Saturday, January 1, 2011

January

Monthly goals.  That is my plan. We will see if I get through 12.  It is iffy but the idea for me with this is to not look too far ahead which is why I am doing this monthly.  So here goes January.
I love food.  I do.  I wish I didn't.  I wish I was like my dad who enjoys food but in the end can sort of take it or leave it.  Unfortunately, I didn't really quite get how much I loved food until recently.  As you know if you have read any of this blog lately, I have been sick a lot this fall.  Really the only benefit of getting sick, is that you just don't feel like eating.  Nothing sounds good.  The result is your stomach shrinks.  This happened to me.  I started losing weight. 
     Now, I have been exercising more regularly since my last child was born almost 4 years ago.  I even went through a period where I exercised 3-5 times a week.  That is a lot when you work, raise 3 kids, 2 pets and a husband.  I lost 2 sizes.  I did not go under my regular weight.  There was nothing I could do seemingly to lose a few extra pounds.  And just when I might have started to lose a pound, I stopped exercising.  Summer came, I got busy, it wasn't a priority.  That was almost 2 years ago.  Since then, I have fluctuated with my weight by a couple of pounds but never gone below that number.  Until this fall.  I lost a pound, then another and another and it became 5 pounds.  Amazing for me.  I wasn't exercising.  I hadn't exercised at all because of being sick but I was eating less.  And when I started feeling better, I made a conscious effort to continue to eat less.  And it felt good and I knew if I added exercise, it would be even better.

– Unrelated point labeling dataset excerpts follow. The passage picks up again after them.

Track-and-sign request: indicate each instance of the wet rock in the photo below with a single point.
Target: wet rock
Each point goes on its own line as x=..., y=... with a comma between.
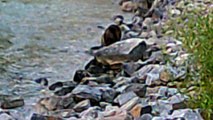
x=122, y=51
x=114, y=113
x=5, y=116
x=130, y=104
x=81, y=106
x=136, y=111
x=80, y=74
x=54, y=103
x=146, y=107
x=130, y=67
x=150, y=74
x=42, y=81
x=128, y=6
x=108, y=94
x=177, y=101
x=12, y=103
x=55, y=85
x=101, y=79
x=6, y=35
x=152, y=90
x=64, y=113
x=121, y=83
x=187, y=114
x=124, y=98
x=41, y=117
x=162, y=107
x=64, y=91
x=95, y=68
x=146, y=117
x=87, y=92
x=138, y=89
x=165, y=76
x=91, y=114
x=104, y=104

     Last week, we had pizza.  I ate 2 pieces and 1 cheesy bread.  And I felt full.  Full.  That is hardly any pizza.  I can usually eat way more than that.  But I was full.  And I felt kind of sad.  Because it was good and I wanted more.  I knew I should stop so I did.  But I had that moment of sadness and then a moment of realization at how much I really love food.  How silly to be sad because I couldn't eat more.  I should be happy.  After all, it helped me lose weight.  I don't need another piece of pizza.  That's when I realized how much I really loved food in an unhealthy way.  Something I needed to change.

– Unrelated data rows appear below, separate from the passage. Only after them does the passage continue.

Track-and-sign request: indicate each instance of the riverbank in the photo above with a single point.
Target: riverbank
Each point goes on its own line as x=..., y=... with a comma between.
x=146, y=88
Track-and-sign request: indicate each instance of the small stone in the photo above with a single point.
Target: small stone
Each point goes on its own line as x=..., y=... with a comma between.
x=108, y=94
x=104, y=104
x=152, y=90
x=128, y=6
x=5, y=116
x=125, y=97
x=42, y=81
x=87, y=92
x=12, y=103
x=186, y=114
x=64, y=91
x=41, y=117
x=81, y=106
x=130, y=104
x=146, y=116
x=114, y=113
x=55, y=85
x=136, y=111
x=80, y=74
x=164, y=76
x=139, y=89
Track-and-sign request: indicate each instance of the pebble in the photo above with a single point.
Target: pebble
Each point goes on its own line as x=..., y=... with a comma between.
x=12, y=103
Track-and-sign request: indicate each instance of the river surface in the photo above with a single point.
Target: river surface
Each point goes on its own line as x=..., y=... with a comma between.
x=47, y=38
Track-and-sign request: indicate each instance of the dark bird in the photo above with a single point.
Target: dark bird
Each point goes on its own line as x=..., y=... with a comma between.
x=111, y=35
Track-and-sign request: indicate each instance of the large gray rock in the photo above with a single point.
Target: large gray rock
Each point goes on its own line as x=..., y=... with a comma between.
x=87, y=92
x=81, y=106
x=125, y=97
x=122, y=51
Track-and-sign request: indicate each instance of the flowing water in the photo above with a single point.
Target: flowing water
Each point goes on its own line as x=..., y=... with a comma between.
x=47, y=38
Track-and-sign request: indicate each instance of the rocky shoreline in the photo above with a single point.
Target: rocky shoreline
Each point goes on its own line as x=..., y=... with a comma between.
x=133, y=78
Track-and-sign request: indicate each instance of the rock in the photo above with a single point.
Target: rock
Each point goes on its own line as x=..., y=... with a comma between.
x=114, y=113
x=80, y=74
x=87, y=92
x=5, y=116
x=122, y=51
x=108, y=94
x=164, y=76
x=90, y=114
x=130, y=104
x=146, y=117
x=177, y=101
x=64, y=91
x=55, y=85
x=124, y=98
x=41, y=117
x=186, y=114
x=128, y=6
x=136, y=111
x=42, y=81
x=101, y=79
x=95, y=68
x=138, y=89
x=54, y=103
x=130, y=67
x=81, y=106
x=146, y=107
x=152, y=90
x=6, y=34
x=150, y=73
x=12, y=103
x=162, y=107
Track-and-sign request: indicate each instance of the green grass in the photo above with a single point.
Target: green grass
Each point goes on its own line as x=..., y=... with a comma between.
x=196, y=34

     I have 1 more thing to add to the story. Stay with me....this does have something to do with my January resolution.   After Thanksgiving, when I still wasn't feeling well, I got kind of tired of goodies.  I think part of it was that I hadn't been eating them and part was that I got inundated with them with it being the holidays.  I started thinking maybe I should take a time out from sugar in January.  But I have to be honest, the thought kind of panics me.  I am not really an all or nothing kind of person.  The minute I start "depriving" myself, is the very minute I start wanting it more.  If it were health related I could do it.  I have done it.  I got rid of peanuts, peanut butter, all my favorite candies and cookies and recipes because of my sons allergy.  I can do it if I had to.  But the problem is, I don't really have to.  It isn't life or death.  But I still feel like I need to take a break from sugar.  So do I avoid it during the week and allow myself to eat it on the weekends, do I allow myself 1 day or 2?  These were things I have been thinking about and praying about because I know myself.  I needed a cheat.  And then it came to me, a cheat.  I need a cheat for myself to try this.  I know my body would be better in the long run to completely get rid of it, but my heart can't quite wrap itself around that.  Even just thinking about it this week, I think I have gained back the 5 pounds that I lost eating over Christmas and New Years. 
     So my January goals are: eat smaller portions and cut out sweets - with 4 cheats.  The cheat can be a mocha or a hershey's kiss or a cookie but each one will count and if I do it all on monday then I have to wait until the next monday rolls around.  I am starting this monday.  Feel free to pray for me:-)
     If you have any New Year's resolutions or weight loss issues that you want prayer for, please let me know.  I know what a struggle this can be and how helpful it is when people are supporting you through it.